EFG 법으로 성장시킨 β-Ga2O3 단결정의 다양한 결정면, off-angle에 따른 epitaxial layer의 특성 분석

  • Min-Ji Chae (Department of Advanced Materials Engineering, Dong-Eui University) ;
  • Sun-Yeong Seo (Department of Advanced Materials Engineering, Dong-Eui University) ;
  • Hui-Yeon Jang (Department of Advanced Materials Engineering, Dong-Eui University) ;
  • So-Min Shin (Department of Advanced Materials Engineering, Dong-Eui University) ;
  • Dae-Uk Kim (Department of Advanced Materials Engineering, Dong-Eui University) ;
  • Yun-Jin Kim (Department of Advanced Materials Engineering, Dong-Eui University) ;
  • Mi-Seon Park (Department of Advanced Materials Engineering, Dong-Eui University) ;
  • Gwang-Hee Jung (Department of Advanced Materials Engineering, Dong-Eui University) ;
  • Jin-Ki Kang (AXEL) ;
  • Hae-Yong Lee (LumiGNtech Co, Ltd) ;
  • Won-Jae Lee (Department of Advanced Materials Engineering, Dong-Eui University)
  • Received : 2024.07.11
  • Accepted : 2024.07.26
  • Published : 2024.08.31

Abstract

β-Ga2O3 is a representative ultra-wide bandgap (UWBG) semiconductor that has attracted much attention for power device applications due to its wide-bandgap of 4.9 eV and high-breakdown voltage of 8 MV/cm. In addition, because solution growth is possible, it has advantages such as fast growth rate and lower production cost compared to SiC and GaN [1-2]. In this study, we have successfully grown Si-doped 10 mm thick Si-doped β-Ga2O3 single crystals by the EFG (Edge-defined Film-fed Growth) method. The growth direction and growth principal plane were set to [010] / (010), respectively, and the growth speed was 7~20 mm/h. The as-grown β-Ga2O3 single crystal was cut into various crystal planes (001, 100, ${\bar{2}}01$) and off-angles (1o, 3o, 4o), and then surface processed. After processed, the homoepitaxial layer was grown on the epi-ready substrate using the HVPE (Halide vapor phase epitaxy) method. The processed samples and the epi-layer grown samples were analyzed by XRD, AFM, OM, and Etching to compare the surface properties according to the crystal plane and off-angle.

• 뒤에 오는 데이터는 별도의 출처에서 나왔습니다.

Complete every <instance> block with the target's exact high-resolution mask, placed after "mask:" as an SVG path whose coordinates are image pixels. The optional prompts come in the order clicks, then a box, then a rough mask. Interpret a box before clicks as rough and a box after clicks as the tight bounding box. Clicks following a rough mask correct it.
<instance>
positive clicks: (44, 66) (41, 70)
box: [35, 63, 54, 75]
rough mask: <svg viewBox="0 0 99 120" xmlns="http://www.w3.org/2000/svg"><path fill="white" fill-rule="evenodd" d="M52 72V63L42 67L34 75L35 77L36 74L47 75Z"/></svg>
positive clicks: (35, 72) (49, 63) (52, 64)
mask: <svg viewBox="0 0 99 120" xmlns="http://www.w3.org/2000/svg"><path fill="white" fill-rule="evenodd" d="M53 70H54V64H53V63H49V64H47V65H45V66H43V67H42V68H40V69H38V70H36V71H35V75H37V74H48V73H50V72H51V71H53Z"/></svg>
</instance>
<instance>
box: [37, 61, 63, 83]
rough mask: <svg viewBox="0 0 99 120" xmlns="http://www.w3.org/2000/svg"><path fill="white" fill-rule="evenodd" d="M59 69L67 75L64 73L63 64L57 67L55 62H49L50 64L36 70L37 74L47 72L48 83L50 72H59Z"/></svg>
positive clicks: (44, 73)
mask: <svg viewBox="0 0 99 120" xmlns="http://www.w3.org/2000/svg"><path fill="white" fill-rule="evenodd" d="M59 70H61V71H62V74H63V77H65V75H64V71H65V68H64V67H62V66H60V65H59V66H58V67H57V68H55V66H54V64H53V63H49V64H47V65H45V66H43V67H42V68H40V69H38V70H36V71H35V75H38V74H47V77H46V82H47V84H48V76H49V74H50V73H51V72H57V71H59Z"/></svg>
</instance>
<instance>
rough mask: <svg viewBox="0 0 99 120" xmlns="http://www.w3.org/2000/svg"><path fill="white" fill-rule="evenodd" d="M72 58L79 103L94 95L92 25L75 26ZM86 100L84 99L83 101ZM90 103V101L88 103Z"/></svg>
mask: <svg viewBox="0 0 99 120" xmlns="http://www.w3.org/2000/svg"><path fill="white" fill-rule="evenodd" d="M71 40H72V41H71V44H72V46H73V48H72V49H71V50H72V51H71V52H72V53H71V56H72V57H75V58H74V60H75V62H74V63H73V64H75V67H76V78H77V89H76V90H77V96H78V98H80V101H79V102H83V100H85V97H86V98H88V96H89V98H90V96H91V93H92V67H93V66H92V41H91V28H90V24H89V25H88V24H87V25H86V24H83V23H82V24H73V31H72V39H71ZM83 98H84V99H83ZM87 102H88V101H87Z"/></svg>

β-Ga2O3는 4.9 eV의 넓은 밴드갭과 8 MV/cm의 높은 항복전압으로 전력 소자 응용 분야에서 많은 관심을 받고 있는 대표적인 UWBG(Ultra-wide Band-gap) 반도체이다. 또한 용액 성장이 가능하기 때문에 SiC, GaN에 비해 성장 속도가 빠르고 생산 비용이 저렴하다는 장점이 있다[1,2]. 본 연구에서는 EFG(Edge-defined Film-fed Growth) 법을 통해 Si 도핑 된 β-Ga2O3 단결정을 성장시키는 데에 성공하였다. 성장 방향과 성장 주 면은 각각 [010] / (001)로 설정하였으며 성장속도는 7~20 mm/h이다. 성장시킨 β-Ga2O3 단결정은 다양한 결정 면 방향(001, 100, ${\bar{2}}01$)과 off-angle(1o, 3o, 4o)에 따라 절단하여 표면 가공을 진행하였고, 가공 후 HVPE(Halide vapor phase epitaxy) 법을 이용해 epi-ready 기판 위에 homoepitaxial 층을 성장시켰다. 가공 후의 샘플과 epi-layer를 성장시킨 샘플을 XRD, AFM, OM, Etching 등의 분석을 통해 결정면과 off-angle에 따른 표면 특성을 비교하였다.

Keywords

Acknowledgement

이 연구는 2024년 교육부의 재원으로 한국기초과학지원연구원 국가연구시설장비진흥센터의 지원(No. 2019R1A6C1010045)과 2024년 정부(과학기술정보통신부)의 재원으로 한국연구재단-나노 및 소재기술개발사업의 지원(2021M3H4A3A01061784)과 2024년 정부(산업통상자원부)의 재원으로 한국산업기술진흥원의 지원(P0012451, 2024년 산업혁신인재성장지원사업)을 받아 수행된 연구임.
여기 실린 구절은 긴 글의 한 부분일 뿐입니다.